Training staff to use AI tools effectively, building internal communities around shared prompts and use cases, and giving teams room to iterate — these aren’t soft add-ons. They are implementation requirements.
The Realistic Trajectory
Gartner projects that 15 percent of day-to-day work decisions will be made autonomously by agentic systems by 2028, up from essentially none in 2024. That trajectory is steep, but it doesn’t mean every organization should be racing toward autonomy. It means organizations that start building capability now, with clear use cases, clean data, and proper governance, will be positioned to extend that capability as the technology matures and as confidence in agent reliability grows.

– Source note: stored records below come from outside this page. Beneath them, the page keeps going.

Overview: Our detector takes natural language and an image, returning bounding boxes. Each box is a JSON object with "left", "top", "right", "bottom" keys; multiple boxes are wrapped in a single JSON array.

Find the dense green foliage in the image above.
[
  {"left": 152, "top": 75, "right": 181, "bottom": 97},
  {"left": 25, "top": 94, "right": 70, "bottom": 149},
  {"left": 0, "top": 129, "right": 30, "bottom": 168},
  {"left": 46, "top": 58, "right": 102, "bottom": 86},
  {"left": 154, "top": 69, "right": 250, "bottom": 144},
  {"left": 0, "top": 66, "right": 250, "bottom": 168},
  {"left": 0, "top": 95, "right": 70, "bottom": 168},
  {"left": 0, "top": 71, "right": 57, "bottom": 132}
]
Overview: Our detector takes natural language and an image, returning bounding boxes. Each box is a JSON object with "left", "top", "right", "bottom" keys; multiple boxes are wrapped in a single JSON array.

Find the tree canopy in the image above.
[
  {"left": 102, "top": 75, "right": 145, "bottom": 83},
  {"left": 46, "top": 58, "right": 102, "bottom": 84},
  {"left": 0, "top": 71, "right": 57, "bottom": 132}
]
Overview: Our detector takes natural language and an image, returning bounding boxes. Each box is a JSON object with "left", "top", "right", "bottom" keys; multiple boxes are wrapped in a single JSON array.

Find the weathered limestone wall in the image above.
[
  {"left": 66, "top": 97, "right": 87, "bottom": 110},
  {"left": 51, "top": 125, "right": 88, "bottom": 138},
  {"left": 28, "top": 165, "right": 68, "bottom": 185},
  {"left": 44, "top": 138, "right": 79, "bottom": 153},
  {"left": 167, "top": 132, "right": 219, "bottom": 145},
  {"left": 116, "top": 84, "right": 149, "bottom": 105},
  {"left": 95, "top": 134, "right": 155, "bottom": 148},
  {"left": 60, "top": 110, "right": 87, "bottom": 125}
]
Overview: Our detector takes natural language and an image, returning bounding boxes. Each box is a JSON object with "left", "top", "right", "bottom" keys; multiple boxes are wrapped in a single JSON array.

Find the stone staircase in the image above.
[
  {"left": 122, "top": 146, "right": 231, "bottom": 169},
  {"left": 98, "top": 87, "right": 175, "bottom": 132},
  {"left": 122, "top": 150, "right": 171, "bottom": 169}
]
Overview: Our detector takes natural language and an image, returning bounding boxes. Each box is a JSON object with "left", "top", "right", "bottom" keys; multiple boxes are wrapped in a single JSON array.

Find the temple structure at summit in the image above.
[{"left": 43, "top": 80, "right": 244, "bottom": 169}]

For African businesses, there is a genuine leapfrog opportunity here. Many sectors on the continent — financial services, healthcare logistics, agri-commerce, public administration — are operating with process bottlenecks that agentic systems are well-suited to address. Unlike earlier waves of enterprise technology, today’s agentic platforms are increasingly accessible to businesses without large IT departments, through managed services and low-code tools.
The implementation path is not simple, but it is tractable. Identify a bounded process. Audit the data. Define what success looks like. Build a pilot with human oversight. Measure it. Then expand. That sequence is less dramatic than the pitch material tends to suggest, but it is the one that produces results.